American Bar Association. 750 N Lake Shore Drive, Chicago, IL 60611. 312-988-5000. http://www.abanet.org/home.html .

American College of Physicians. 190 N Independence Mall West, Philadelphia, PA 19106-1572. (800) 523-1546, x2600, or (215) 351-2600. http://www.acponline.org .

American Medical Association. 515 N. State Street, Chicago, IL 60610. 312) 464-5000. http://www.ama-assn.org .


other

American Academy of Pediatrics. [cited March 23, 2003]. http://www.aap.org/policy/00662.html .

Food and Drug Administration. [cited March 23, 2003]. http://www.fda.gov/opacom/morechoices/fed996.html .

Office for Protection from Research Risks, Department of Health and Human Services. [cited March 23, 2003]. http://ohrp.osophs.dhhs.gov/humansubjects/guidance/ictips.htm .

University of Washington School of Medicine. [cited March 23, 2003]. http://eduserv.hscer.washington.edu/bioethics/topics/consent.html .


L. Fleming Fallon Jr., MD,DrPH



User Contributions:

In detail can you describe under what circumstances should you report a colleague or physician who is physically, psychologically, or pharmacology impaired to work with patients?
I have not learned what an AR is and the question has been asked,can an individual's A R sign a consent to exchange medical information form. thank you catherine
Please send all information to pertain the options of ones rights to presserve the outcome of life. A basic right that ever human should have.
I was wondering if you could answer a question in regards to general consent to treat & bill. & their HIPPA forms? To be seen by emergency Room.

I am a registration clerk for the ER and sometimes it gets extremely busy and general consents go unsigned. If you did not get to the patient before they left the ER,can they come back to hospital and sign their general
consent to be seen & hippa form,so I can complete the file?

I have been told as long as I date it the day they signed, and identify it for the actual date they were seen treating as though it is a late entry?

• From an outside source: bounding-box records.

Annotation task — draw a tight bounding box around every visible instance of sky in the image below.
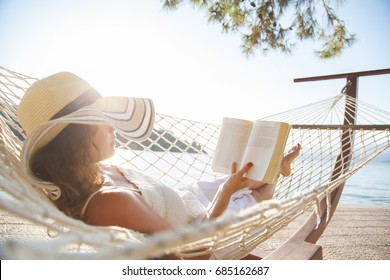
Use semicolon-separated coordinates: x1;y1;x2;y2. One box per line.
0;0;390;124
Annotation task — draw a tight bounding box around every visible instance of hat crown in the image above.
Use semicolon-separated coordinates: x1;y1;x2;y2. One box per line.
18;72;92;134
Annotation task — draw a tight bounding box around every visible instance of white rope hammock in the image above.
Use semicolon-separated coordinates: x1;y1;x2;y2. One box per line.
0;67;390;259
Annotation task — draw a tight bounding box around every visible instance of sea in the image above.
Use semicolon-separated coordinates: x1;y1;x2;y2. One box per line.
339;149;390;205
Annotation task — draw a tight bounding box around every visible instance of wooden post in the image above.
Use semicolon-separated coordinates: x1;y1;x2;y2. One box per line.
265;69;390;259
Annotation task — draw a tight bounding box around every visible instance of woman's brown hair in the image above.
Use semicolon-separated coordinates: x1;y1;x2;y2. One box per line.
32;124;103;219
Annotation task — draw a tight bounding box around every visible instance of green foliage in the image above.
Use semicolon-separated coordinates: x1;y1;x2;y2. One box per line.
162;0;355;58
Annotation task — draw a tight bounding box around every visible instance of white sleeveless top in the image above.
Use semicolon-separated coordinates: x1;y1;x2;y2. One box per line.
81;164;256;228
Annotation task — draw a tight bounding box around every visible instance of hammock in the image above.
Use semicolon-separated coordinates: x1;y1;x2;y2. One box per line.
0;67;390;259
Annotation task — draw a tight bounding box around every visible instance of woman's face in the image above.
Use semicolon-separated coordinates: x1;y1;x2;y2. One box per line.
92;125;115;161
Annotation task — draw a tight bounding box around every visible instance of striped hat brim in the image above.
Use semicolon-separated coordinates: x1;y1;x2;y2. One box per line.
21;96;155;199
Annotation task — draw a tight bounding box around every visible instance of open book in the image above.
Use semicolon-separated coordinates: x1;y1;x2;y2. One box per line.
212;118;291;184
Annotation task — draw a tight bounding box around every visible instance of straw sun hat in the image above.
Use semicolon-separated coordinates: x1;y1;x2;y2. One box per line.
18;72;154;199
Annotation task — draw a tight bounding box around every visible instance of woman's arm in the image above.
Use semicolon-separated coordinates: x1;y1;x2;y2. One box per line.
205;162;253;219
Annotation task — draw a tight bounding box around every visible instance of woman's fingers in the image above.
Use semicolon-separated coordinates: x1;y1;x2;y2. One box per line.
231;162;253;176
238;162;253;176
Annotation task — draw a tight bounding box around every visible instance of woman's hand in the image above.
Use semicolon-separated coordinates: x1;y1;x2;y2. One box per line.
223;162;253;194
205;162;253;219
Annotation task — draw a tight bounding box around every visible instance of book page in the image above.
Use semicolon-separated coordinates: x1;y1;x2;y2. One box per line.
212;118;253;174
242;121;290;184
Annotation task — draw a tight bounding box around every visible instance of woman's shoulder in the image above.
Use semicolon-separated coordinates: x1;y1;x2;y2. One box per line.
84;187;138;226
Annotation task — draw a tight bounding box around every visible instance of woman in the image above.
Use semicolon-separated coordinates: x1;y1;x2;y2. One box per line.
18;72;300;254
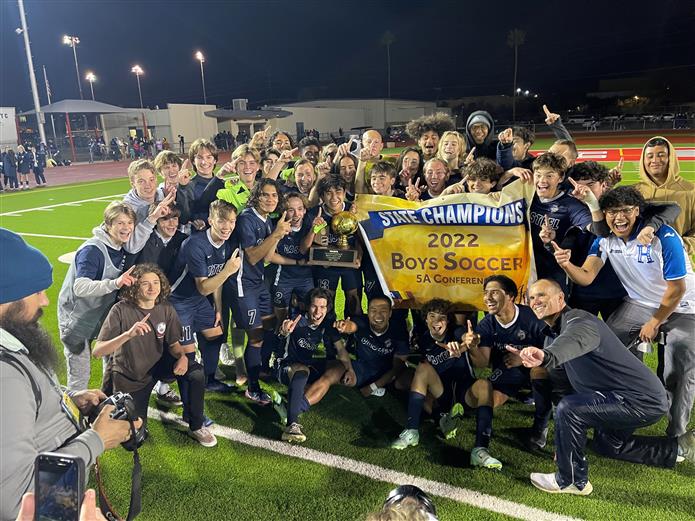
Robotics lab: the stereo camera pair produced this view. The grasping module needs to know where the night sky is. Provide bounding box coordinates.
[0,0,695,110]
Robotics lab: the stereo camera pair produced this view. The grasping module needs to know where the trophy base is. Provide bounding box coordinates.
[307,246,357,268]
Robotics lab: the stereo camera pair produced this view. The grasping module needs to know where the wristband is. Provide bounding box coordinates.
[312,223,328,233]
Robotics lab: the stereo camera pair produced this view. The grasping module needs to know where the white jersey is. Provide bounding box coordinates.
[589,225,695,314]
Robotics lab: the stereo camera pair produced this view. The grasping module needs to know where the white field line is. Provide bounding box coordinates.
[17,232,89,241]
[147,407,577,521]
[0,194,125,217]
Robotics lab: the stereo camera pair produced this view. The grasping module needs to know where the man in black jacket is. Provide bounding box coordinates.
[508,279,695,496]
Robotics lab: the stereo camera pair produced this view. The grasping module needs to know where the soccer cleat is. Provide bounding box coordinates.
[391,429,420,450]
[439,413,458,440]
[156,388,183,407]
[220,343,234,365]
[270,389,287,425]
[205,379,234,394]
[188,427,217,447]
[531,472,594,496]
[282,422,306,443]
[471,447,502,470]
[244,389,273,405]
[676,430,695,463]
[449,402,464,418]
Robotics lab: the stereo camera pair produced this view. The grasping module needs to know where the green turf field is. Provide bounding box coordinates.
[0,147,695,521]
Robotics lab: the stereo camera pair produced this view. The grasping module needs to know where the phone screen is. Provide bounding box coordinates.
[35,455,82,521]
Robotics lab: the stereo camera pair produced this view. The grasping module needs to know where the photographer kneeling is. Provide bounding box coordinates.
[0,228,140,521]
[92,264,217,447]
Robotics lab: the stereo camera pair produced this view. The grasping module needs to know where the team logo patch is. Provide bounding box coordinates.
[155,322,167,338]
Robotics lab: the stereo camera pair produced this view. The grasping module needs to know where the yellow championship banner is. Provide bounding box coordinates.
[356,182,535,310]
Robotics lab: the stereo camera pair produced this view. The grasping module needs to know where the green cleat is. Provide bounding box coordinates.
[391,429,420,450]
[471,447,502,470]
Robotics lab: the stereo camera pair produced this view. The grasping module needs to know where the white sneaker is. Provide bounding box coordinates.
[391,429,420,450]
[531,472,594,496]
[188,427,217,447]
[220,342,234,365]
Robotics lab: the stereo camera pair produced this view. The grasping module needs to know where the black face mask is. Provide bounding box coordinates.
[0,301,58,373]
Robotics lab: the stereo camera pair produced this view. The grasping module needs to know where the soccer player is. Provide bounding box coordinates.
[307,295,409,405]
[92,264,217,447]
[405,112,456,161]
[635,136,695,255]
[553,186,695,436]
[510,279,695,496]
[171,201,241,392]
[278,288,345,443]
[270,192,316,324]
[232,178,290,405]
[463,274,552,449]
[530,152,591,292]
[309,176,362,316]
[391,299,502,470]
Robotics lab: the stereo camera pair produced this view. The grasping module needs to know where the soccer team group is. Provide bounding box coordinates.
[51,107,695,494]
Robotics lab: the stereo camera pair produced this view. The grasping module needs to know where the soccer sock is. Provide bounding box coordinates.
[405,391,425,429]
[261,331,279,371]
[198,334,222,383]
[475,405,492,447]
[244,344,262,393]
[531,380,553,433]
[287,371,309,425]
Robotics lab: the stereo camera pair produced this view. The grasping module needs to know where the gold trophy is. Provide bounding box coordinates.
[308,211,357,268]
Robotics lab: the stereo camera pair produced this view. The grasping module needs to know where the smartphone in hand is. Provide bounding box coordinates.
[34,452,85,521]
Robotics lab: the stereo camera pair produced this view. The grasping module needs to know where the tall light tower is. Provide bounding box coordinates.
[195,51,208,105]
[17,0,46,143]
[63,34,84,99]
[130,65,145,108]
[84,72,97,101]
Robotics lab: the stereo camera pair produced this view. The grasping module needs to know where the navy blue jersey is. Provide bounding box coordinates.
[275,216,313,283]
[75,244,126,280]
[475,305,546,369]
[531,192,591,289]
[307,203,357,249]
[351,316,410,366]
[234,208,273,288]
[283,315,340,364]
[418,328,470,374]
[171,230,233,298]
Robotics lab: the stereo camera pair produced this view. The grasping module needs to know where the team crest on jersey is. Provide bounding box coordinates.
[154,322,167,338]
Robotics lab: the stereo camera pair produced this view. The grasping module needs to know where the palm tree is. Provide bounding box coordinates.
[380,30,396,98]
[507,29,526,121]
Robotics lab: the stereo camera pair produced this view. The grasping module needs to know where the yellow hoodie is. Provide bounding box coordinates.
[635,136,695,256]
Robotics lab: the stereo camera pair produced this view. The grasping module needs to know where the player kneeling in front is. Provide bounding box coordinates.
[92,264,217,447]
[278,288,349,443]
[391,299,502,469]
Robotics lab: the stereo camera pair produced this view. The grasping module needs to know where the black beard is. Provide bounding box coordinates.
[0,301,58,373]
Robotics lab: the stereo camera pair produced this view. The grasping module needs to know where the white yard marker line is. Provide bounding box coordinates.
[17,232,89,241]
[0,194,125,217]
[147,407,577,521]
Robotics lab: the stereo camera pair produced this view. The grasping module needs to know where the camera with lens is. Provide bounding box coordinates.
[89,392,147,451]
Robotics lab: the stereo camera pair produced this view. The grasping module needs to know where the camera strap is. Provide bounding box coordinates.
[94,418,142,521]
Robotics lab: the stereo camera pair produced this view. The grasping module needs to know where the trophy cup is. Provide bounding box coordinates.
[308,211,357,268]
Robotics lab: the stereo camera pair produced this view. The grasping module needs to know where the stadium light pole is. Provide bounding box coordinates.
[16,0,47,143]
[63,34,84,99]
[130,65,145,108]
[84,72,97,101]
[195,51,208,105]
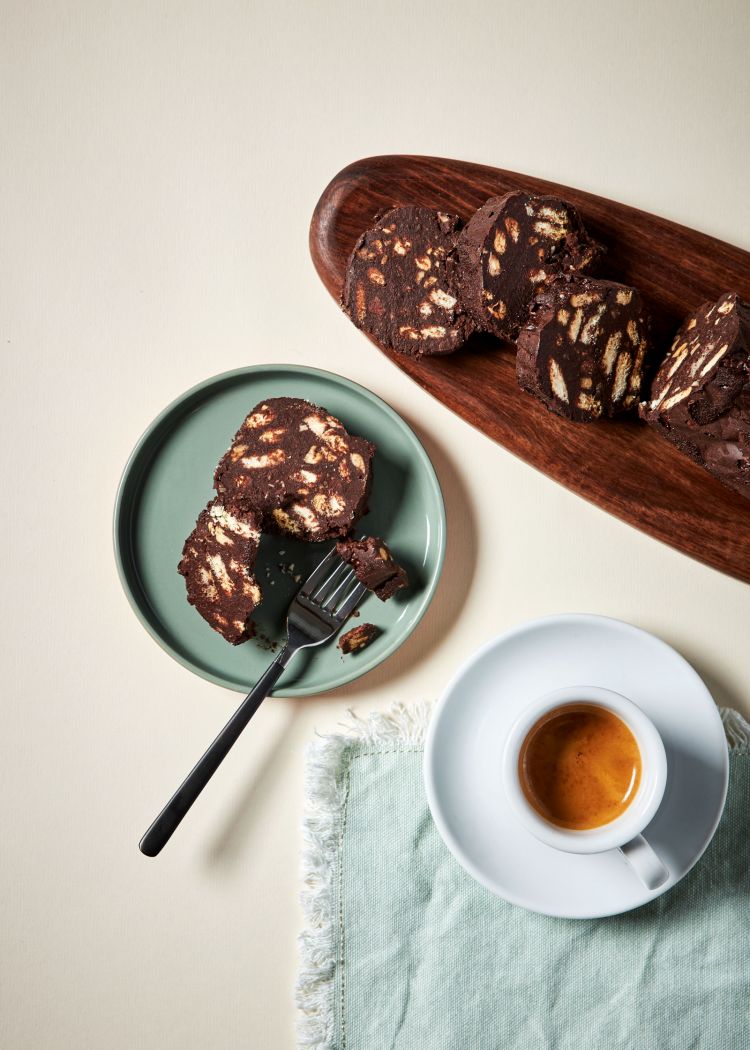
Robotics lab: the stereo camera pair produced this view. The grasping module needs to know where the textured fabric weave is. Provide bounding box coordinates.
[303,713,750,1050]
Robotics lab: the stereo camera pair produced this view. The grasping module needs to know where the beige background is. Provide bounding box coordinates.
[0,0,750,1050]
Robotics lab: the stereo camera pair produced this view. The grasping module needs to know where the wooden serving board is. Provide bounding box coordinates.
[310,155,750,583]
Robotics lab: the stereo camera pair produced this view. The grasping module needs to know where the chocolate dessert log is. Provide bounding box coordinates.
[341,206,473,356]
[516,275,648,422]
[214,397,375,542]
[338,624,380,653]
[458,190,601,339]
[336,536,409,602]
[640,292,750,497]
[178,499,262,646]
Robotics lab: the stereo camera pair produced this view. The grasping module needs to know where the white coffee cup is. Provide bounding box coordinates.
[502,686,669,889]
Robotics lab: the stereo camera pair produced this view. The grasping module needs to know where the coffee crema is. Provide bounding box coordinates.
[518,702,641,831]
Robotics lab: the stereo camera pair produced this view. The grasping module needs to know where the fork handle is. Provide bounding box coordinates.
[139,646,295,857]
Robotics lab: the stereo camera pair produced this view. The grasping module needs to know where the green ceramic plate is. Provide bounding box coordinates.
[114,364,445,696]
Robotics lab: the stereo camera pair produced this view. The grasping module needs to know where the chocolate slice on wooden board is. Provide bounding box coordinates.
[341,206,474,356]
[178,499,262,646]
[458,190,602,340]
[516,275,649,422]
[336,536,409,602]
[338,624,380,653]
[640,292,750,498]
[214,397,375,542]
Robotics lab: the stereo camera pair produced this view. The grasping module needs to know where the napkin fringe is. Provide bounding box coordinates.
[718,708,750,755]
[296,701,432,1050]
[296,701,750,1050]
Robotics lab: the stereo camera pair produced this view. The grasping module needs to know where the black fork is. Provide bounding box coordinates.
[139,547,367,857]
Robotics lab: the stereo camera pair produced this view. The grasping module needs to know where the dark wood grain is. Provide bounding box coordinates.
[310,156,750,582]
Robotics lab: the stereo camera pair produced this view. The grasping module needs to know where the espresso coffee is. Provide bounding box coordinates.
[518,704,641,831]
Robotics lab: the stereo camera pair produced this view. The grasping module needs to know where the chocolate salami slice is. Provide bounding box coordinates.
[640,292,750,498]
[336,536,409,602]
[338,624,380,655]
[458,190,601,340]
[214,397,375,542]
[516,276,649,422]
[341,206,474,356]
[178,500,262,646]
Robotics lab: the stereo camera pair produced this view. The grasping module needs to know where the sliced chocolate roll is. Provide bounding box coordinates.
[214,397,375,542]
[338,624,380,653]
[178,500,262,646]
[516,276,648,422]
[458,190,601,339]
[640,292,750,497]
[341,206,474,356]
[336,536,409,602]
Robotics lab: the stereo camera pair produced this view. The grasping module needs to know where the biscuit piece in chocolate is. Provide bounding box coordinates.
[338,624,380,653]
[336,536,409,602]
[341,206,474,356]
[214,397,375,542]
[458,190,601,339]
[178,500,262,646]
[516,275,648,422]
[640,292,750,498]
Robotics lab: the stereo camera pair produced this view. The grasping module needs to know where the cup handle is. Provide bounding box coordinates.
[620,835,669,889]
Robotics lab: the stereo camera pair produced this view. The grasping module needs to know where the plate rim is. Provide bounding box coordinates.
[112,362,447,698]
[422,612,729,919]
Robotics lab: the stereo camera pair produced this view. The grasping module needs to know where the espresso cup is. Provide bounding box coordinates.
[502,686,669,889]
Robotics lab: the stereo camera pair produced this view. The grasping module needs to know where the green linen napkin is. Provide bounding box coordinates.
[297,706,750,1050]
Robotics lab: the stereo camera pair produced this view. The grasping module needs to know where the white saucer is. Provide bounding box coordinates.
[424,615,729,919]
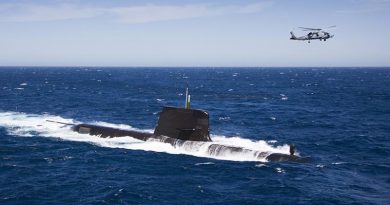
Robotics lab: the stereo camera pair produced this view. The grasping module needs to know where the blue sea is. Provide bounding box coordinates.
[0,67,390,205]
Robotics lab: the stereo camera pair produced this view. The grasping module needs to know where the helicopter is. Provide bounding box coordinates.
[290,26,336,43]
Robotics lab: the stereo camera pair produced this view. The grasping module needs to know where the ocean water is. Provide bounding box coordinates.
[0,67,390,204]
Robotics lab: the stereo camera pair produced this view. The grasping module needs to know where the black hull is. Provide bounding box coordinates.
[73,124,306,162]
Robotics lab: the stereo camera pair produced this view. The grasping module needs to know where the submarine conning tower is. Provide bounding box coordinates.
[154,107,211,141]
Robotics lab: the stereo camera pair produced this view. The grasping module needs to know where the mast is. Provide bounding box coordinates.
[184,88,191,109]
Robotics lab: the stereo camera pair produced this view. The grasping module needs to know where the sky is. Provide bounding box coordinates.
[0,0,390,67]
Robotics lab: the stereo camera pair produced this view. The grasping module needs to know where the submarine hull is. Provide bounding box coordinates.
[73,124,306,162]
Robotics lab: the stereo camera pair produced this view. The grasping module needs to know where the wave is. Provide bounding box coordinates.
[0,112,289,162]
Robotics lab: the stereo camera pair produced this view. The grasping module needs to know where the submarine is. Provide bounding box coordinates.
[48,88,308,162]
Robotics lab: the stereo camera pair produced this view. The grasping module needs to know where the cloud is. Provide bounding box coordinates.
[0,1,271,23]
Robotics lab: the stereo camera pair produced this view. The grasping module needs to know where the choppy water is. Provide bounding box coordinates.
[0,67,390,204]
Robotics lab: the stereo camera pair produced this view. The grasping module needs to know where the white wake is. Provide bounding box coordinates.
[0,112,289,162]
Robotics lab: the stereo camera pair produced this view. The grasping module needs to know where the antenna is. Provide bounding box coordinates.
[184,88,191,109]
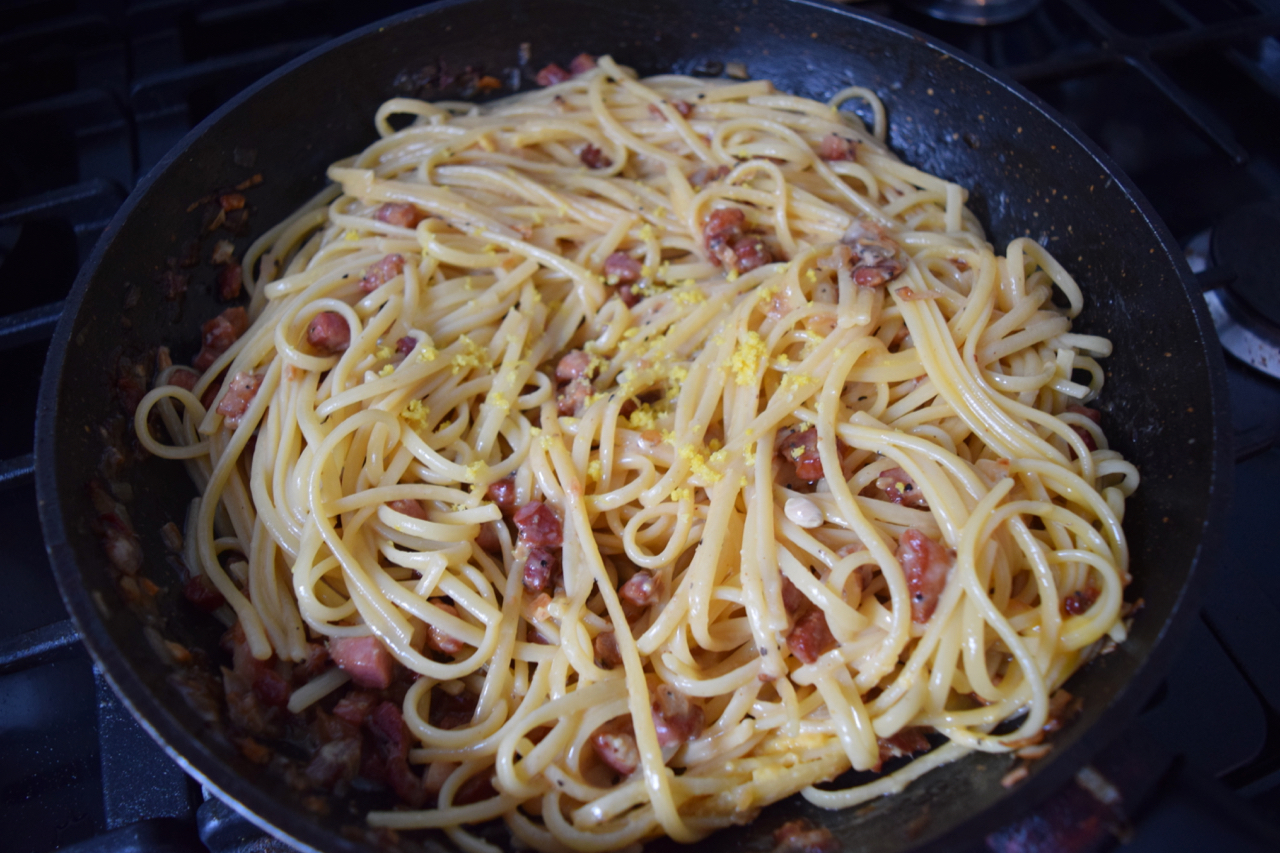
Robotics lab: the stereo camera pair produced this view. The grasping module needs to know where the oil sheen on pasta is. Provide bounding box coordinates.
[136,58,1138,850]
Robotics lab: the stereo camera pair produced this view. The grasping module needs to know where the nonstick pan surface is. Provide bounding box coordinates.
[37,0,1230,852]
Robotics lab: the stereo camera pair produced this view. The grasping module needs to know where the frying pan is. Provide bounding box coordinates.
[37,0,1231,852]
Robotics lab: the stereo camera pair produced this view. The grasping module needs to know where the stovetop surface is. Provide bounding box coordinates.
[0,0,1280,853]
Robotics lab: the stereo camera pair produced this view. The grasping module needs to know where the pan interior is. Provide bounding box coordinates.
[37,0,1225,852]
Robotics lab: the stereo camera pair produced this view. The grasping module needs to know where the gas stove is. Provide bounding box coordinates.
[0,0,1280,853]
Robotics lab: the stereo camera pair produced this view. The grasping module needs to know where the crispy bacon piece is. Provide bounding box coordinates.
[841,220,905,287]
[787,607,836,663]
[591,717,640,776]
[556,378,595,415]
[218,370,262,429]
[778,427,849,482]
[1066,403,1102,425]
[876,467,929,510]
[329,637,394,690]
[512,501,564,548]
[556,350,595,382]
[819,133,858,160]
[192,305,248,373]
[782,575,809,616]
[604,252,644,284]
[568,54,595,77]
[703,207,746,249]
[703,207,773,273]
[426,598,466,654]
[556,350,595,415]
[650,684,703,747]
[374,201,426,228]
[366,702,426,808]
[485,475,516,515]
[524,546,559,593]
[618,569,662,607]
[1062,584,1101,616]
[577,142,613,169]
[591,631,622,670]
[773,817,840,853]
[387,498,426,521]
[897,528,955,624]
[689,165,731,190]
[535,63,573,86]
[876,726,929,761]
[330,686,378,729]
[307,311,351,355]
[476,521,502,555]
[360,252,404,293]
[182,574,227,613]
[721,234,773,273]
[649,100,694,119]
[218,261,244,302]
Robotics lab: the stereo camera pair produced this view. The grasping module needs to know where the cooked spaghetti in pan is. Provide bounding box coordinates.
[134,58,1138,850]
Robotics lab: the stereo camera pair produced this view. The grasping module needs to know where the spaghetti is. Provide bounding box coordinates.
[136,58,1138,850]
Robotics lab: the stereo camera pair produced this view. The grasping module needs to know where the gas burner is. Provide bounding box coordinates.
[1204,201,1280,379]
[906,0,1041,27]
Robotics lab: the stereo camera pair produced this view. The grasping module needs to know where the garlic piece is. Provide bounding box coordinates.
[782,498,822,528]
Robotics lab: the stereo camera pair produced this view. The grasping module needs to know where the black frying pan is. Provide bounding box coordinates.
[36,0,1230,850]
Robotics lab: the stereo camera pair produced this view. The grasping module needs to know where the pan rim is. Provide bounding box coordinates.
[35,0,1233,850]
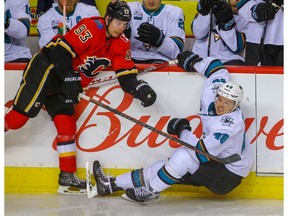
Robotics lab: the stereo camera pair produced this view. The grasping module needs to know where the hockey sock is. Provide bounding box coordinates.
[4,109,29,131]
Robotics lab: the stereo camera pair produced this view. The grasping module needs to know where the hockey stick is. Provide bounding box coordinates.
[87,59,178,89]
[79,93,241,164]
[207,8,213,57]
[63,0,66,35]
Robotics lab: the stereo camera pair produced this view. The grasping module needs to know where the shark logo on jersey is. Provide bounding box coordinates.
[133,11,143,20]
[220,115,234,127]
[78,56,110,78]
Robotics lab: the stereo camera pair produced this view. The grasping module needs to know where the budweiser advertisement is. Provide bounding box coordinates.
[5,67,284,175]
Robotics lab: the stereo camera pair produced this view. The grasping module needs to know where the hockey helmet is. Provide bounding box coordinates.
[217,81,244,110]
[106,1,132,22]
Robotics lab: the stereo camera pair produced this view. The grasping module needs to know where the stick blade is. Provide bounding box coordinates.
[220,154,241,164]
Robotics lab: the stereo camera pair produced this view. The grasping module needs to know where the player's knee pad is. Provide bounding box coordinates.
[53,114,76,142]
[13,53,53,118]
[5,109,29,130]
[45,94,74,118]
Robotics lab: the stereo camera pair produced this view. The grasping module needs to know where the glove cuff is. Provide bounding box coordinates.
[177,125,192,138]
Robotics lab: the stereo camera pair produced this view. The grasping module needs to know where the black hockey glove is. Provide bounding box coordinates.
[272,0,284,7]
[251,3,279,22]
[42,45,73,80]
[132,80,157,107]
[197,0,211,16]
[212,1,236,31]
[167,118,191,138]
[177,51,203,71]
[61,71,83,104]
[135,22,165,47]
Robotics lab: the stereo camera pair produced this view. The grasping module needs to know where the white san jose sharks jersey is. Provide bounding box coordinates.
[37,2,100,48]
[5,0,32,62]
[128,2,185,61]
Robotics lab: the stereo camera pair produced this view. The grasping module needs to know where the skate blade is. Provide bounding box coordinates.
[86,161,98,199]
[57,185,87,195]
[121,194,149,205]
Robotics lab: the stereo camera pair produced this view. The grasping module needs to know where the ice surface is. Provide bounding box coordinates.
[5,194,284,216]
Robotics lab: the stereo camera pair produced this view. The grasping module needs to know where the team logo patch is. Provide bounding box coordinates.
[125,50,131,61]
[94,20,104,29]
[220,116,234,127]
[133,11,143,20]
[78,56,110,78]
[213,32,221,43]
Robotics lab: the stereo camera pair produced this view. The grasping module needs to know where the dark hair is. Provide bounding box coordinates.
[105,1,132,22]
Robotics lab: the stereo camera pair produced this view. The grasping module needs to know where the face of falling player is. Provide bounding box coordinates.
[105,16,128,38]
[215,95,236,116]
[142,0,161,11]
[56,0,79,14]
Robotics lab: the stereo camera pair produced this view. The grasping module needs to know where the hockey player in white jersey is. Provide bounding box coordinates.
[4,0,32,62]
[127,0,185,63]
[89,51,252,202]
[191,0,246,65]
[37,0,100,48]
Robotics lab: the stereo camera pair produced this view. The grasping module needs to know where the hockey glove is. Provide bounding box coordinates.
[212,1,236,31]
[197,0,211,16]
[135,22,165,47]
[61,71,83,104]
[251,3,279,22]
[132,80,157,107]
[167,118,191,138]
[177,51,203,71]
[42,45,73,80]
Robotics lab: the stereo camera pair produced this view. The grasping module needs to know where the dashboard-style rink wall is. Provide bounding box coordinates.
[5,64,284,199]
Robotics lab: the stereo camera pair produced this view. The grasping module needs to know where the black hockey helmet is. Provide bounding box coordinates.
[106,1,132,22]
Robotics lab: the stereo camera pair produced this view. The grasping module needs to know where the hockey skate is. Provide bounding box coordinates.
[121,185,160,204]
[57,171,86,194]
[86,161,98,199]
[93,160,122,196]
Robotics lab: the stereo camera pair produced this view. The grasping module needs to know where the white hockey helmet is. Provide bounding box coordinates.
[217,81,244,110]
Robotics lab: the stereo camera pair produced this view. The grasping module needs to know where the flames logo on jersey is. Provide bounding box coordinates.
[78,56,110,78]
[125,50,131,61]
[220,115,234,127]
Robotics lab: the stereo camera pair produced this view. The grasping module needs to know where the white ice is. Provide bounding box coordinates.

I hope you can help with this contoversal question, I have read the HIPPA standards and it states you do not have to have a patient sign before he is seen for treatment

Ths,

Lou
5
Kay Dye
Is it ever appropriate to withhold information regarding a student intern examining a patient without their consent? How does this effect the patient's privacy under HIPAA? Not only was the patient's medical information discussed between the certified ultrasound technician and patient with the intern present, but was also examined by the student intern who did not disclose his/her training status.